Hundreds of US trucking companies have failed so far this year, more still to come

Trucking companies are failing at a fast clip so far this year – about double the rate experienced in 2018.

Donald Broughton, principal and managing partner of data firm Broughton Capital, told FOX Business that in the first half of 2019, 640 trucking companies failed. That means more than 20,000 trucks have been pulled from the road.

In 2018, 310 companies failed total.

“2018 was a great year for trucking,” Broughton said.

So what has happened since? Spot pricing has dropped, according to Broughton, which is detrimental to a lot of smaller companies that operate in the spot market (as opposed to the contract market). Spot prices refer to shipping prices as they currently exist.

In July, the Cass Truckload Linehaul Index – which measures per-mile truckload rates – was essentially flat, after 27 months of year over year increases.

Trade tariffs, as well as slowdowns in a variety of markets – including the housing and auto markets – contributed to the drop, Broughton said.

Meanwhile, a lot of companies have increased driver pay to attract qualified drivers, so when rates go down, that can be problematic.

Additionally, since 2018 was such a good year in the industry, some of the larger companies – like FedEx Freight – invested in their IT systems to optimize efficiency and lower operating costs. When spot pricing goes down, those who didn’t invest in those same technologies go from being “profitable to unprofitable,” while those who did go from being very profitable to “just profitable,” Broughton said.

Among the big companies that have failed in 2019 is New England Motor Freight, which employed more than 1,400 drivers. HVH Transportation, Falcon Transport and LME have all shuttered operations this year, too.

The pain may not be over, either.

“Pricing will continue to struggle at least for the next six to nine months,” Broughton told FOX Business. “In a weak pricing environment it’s hard to imagine a scenario in which we didn’t have a number of trucking companies continue to struggle or fail.”

Those, however, that used the favorable conditions of last year to make strategic financial decisions – like pay down debt – are likely in a better position than others.

What do higher spot pricing and a slew of closures mean for the U.S. economy?

Typically, companies pass higher freight costs on to the consumer. Broughton does not expect consumers to be affected in the current environment though, since capacity is not idling fast enough to lift prices.

In terms of other economic effects, there has been a drop in new truck orders. In July, new heavy-duty truck orders declined 82 percent from the year prior, falling to their lowest level since 2010. Used trucks also brought in less money in the first half of the year when compared with last.

As previously reported by FOX Business, the closures have left about 2,659 drivers without jobs.
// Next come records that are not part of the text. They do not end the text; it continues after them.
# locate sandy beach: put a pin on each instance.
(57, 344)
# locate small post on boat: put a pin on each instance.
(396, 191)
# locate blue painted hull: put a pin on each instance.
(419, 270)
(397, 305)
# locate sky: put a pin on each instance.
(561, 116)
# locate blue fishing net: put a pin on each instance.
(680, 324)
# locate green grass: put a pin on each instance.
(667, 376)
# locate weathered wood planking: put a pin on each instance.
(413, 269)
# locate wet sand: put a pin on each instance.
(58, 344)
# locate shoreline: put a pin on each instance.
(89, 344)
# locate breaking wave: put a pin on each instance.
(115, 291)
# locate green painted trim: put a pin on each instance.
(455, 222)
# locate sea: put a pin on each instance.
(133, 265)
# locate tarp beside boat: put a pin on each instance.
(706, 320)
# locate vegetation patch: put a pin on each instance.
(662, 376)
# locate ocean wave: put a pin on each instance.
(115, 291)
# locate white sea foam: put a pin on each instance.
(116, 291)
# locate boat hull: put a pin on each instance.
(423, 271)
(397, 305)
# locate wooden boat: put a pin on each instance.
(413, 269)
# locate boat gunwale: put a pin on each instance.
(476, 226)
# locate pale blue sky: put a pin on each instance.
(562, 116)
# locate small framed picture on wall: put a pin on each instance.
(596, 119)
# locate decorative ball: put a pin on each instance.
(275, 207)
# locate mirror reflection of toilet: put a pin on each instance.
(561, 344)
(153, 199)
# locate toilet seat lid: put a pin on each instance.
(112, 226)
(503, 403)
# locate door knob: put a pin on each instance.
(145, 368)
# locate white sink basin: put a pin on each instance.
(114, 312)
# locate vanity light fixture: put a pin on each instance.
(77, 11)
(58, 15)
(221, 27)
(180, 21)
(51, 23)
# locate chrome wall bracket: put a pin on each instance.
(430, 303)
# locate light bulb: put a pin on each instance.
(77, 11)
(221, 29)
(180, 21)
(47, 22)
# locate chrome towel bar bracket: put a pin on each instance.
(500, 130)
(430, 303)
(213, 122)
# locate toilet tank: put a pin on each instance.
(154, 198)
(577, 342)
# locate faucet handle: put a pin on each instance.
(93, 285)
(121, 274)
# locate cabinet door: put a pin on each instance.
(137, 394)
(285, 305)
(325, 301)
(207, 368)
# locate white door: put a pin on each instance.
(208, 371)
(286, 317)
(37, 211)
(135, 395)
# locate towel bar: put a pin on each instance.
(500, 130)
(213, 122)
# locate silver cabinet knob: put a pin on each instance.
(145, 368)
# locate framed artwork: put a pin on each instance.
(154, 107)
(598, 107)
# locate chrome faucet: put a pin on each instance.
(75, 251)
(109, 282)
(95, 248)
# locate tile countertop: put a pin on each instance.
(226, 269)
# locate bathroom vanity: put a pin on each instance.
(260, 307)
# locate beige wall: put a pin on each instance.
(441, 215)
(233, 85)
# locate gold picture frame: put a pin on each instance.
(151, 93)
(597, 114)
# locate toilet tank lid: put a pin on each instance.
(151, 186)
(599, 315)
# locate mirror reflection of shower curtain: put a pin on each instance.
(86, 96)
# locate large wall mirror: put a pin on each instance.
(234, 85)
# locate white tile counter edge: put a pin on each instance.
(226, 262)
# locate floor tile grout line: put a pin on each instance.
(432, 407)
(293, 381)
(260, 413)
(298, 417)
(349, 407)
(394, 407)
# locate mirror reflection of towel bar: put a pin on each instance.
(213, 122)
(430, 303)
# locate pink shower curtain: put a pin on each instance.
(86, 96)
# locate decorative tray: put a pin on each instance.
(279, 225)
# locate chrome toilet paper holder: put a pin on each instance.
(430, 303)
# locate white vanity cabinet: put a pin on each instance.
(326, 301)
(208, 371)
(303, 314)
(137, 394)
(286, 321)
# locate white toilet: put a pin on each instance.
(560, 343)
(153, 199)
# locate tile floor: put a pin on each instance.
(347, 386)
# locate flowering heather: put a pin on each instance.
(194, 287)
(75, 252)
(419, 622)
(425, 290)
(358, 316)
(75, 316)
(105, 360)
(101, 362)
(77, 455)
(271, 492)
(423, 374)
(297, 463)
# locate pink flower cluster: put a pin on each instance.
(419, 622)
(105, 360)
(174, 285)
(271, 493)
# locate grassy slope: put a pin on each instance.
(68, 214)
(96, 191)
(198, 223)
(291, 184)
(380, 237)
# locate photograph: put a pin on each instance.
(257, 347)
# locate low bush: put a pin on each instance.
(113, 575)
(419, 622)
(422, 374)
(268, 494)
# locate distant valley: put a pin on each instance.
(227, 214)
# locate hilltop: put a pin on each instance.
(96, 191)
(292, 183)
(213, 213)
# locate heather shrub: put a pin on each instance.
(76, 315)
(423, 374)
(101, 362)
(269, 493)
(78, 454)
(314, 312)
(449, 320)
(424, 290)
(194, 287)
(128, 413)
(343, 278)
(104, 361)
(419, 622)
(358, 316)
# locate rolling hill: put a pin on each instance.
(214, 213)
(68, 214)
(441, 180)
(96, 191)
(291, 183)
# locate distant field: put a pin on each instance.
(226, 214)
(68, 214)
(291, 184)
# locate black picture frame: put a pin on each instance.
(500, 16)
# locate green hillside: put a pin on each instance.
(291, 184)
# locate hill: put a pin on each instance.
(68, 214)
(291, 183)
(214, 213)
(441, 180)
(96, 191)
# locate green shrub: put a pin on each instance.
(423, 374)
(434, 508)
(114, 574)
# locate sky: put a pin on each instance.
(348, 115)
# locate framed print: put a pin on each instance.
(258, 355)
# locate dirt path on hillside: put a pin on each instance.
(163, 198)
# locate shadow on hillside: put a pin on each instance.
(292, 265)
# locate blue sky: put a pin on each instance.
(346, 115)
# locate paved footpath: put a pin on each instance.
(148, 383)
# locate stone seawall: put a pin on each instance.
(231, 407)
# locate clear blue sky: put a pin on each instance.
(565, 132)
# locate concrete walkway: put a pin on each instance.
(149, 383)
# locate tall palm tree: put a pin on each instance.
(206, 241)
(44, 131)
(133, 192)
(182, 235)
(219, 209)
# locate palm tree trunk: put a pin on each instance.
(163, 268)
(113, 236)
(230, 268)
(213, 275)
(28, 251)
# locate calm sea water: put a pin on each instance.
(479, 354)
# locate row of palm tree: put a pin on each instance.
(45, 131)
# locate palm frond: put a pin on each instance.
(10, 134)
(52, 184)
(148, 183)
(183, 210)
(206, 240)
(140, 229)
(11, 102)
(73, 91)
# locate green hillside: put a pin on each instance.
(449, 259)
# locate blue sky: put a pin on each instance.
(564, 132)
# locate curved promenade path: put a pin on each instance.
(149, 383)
But the good news for displaced drivers is that they may not have too difficult of a time finding more work.


According to the American Trucking Association, the industry might find itself short more than 100,000 drivers in five years – and 160,000 by 2028. Just to replace retiring drivers and keep up with economic growth, the group predicts the industry will need to hire an average of 110,000 workers per year.